Memory and Caching
Table of contents
How memory looks
How memory is used
B+ trees
Computer components
For each of the components of a computer below, summarize how that component of the computer might be similar to and how it might differ from RAM (main memory). Compare their function and properties.
Question 1
CPU
Question 2
Disk
Question 3
Cache
Locality
For each of the following code samples, identify whether they are good examples of spatial locality or temporal locality (or neither). Select all that apply and explain your answers.
Question 1
public void sum(int[] arr, int loc, int target) {
for (int i = 0; i < target; i++) {
arr[loc] += i;
}
}
Explanation
This code accesses the same piece of data arr[loc]
over and over again.
Question 2
public void addTwo(int[] arr) {
for (int i = 0; i < arr.length; i++) {
arr[i]+= 2;
}
}
Explanation
When an address is accessed from the RAM, it pulls nearby addresses up to the cache. Since arrays are contiguous, you can access those other addresses also from the cache.
Question 3
public class MyLinkedList<T> {
private Node<T> front;
public void removeFront(int k) {
Node<T> curr = this.front;
Node<T> prev = null;
for (int i = 0; i < k; i++) {
prev = curr;
curr = curr.next;
prev.next = null;
}
this.front = curr;
}
private static class Node<T> {
public final T data;
public Node<T> next;
}
}
Explanation
Linked lists are not stored contiguously in RAM. When we access one element from the list, other elements that come after are not accessed and put in the cache. This requires taking many trips to RAM, which take longer than trips to the cache.
B+ tree locality
For each of the get
calls below, describe the nodes that are accessed in order to get the value associated to the given key.
Question 1
get(41)
Question 2
get(25)
Question 3
Which of the following statements are true about B+ trees?

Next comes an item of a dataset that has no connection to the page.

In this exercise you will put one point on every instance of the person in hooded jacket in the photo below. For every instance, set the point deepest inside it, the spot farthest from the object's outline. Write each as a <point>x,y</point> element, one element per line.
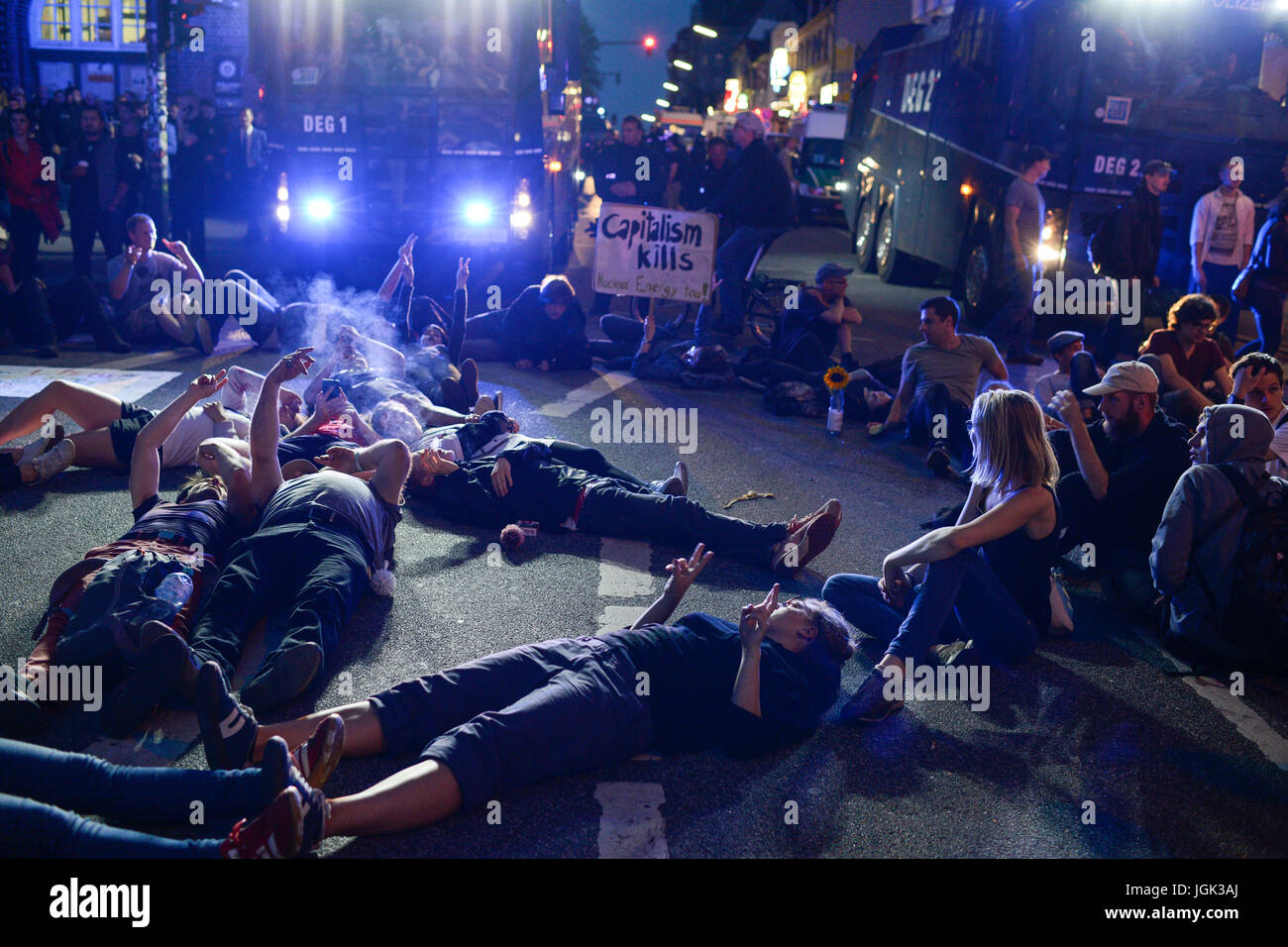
<point>1196,558</point>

- Minimizes height so there are fewer nodes to traverse the tree and more nodes at each level.
- All relevant information about a single node fits in one page.

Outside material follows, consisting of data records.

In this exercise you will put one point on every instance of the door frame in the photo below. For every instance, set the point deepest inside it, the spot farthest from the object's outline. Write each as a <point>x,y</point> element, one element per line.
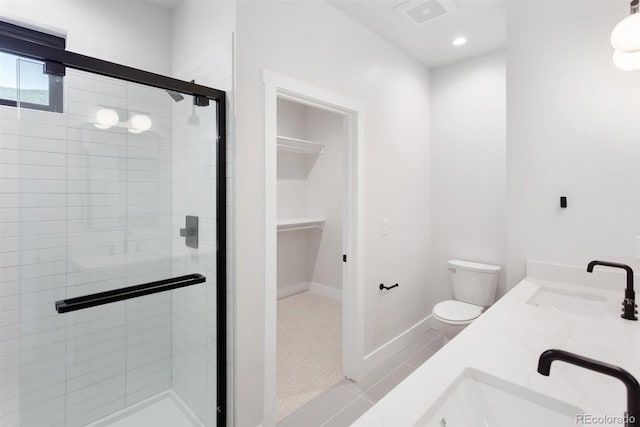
<point>281,86</point>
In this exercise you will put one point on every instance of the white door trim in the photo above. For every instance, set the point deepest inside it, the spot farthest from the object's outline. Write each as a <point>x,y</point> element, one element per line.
<point>280,86</point>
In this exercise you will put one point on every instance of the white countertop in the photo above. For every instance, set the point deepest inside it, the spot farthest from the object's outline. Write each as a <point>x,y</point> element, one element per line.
<point>506,342</point>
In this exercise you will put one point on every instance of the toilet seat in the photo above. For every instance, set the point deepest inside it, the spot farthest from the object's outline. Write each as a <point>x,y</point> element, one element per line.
<point>456,312</point>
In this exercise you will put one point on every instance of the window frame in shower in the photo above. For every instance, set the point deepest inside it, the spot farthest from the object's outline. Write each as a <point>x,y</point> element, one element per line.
<point>14,40</point>
<point>55,90</point>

- We use as little of the page as we can because it’s slow to access disk.
- Searching within a node is fast compared to disk access time.

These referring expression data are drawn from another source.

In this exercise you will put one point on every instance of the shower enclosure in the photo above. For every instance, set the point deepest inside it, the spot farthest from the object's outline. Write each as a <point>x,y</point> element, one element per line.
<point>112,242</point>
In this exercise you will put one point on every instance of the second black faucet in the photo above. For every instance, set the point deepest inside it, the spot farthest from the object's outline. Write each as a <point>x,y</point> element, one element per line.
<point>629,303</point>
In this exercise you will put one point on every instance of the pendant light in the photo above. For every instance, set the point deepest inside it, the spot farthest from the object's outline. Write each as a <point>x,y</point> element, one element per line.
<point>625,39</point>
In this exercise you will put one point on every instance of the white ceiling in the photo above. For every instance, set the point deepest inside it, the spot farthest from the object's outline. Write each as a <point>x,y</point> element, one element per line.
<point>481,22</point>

- Searching within a node is slow.
Suffix arrays
We’ve now seen two ways for more memory-efficiently representing trees as arrays.
- Binary heaps are complete trees, so it has a perfect for the array representation.
- B+ trees take the idea of 2-3 trees and expand the number of keys per node.
But it turns out that there’s actually another data structure analogy based on concepts we’ve already learned. Remember how we used a ternary search tree to store all of the suffixes of a given DNA sequence? This approach was actually inspired by a real data structure known as a suffix tree!
To improve memory efficiency, algorithm designers turned the suffix tree into the suffix array. The suffix array is the data structure concept behind real-world DNA database systems.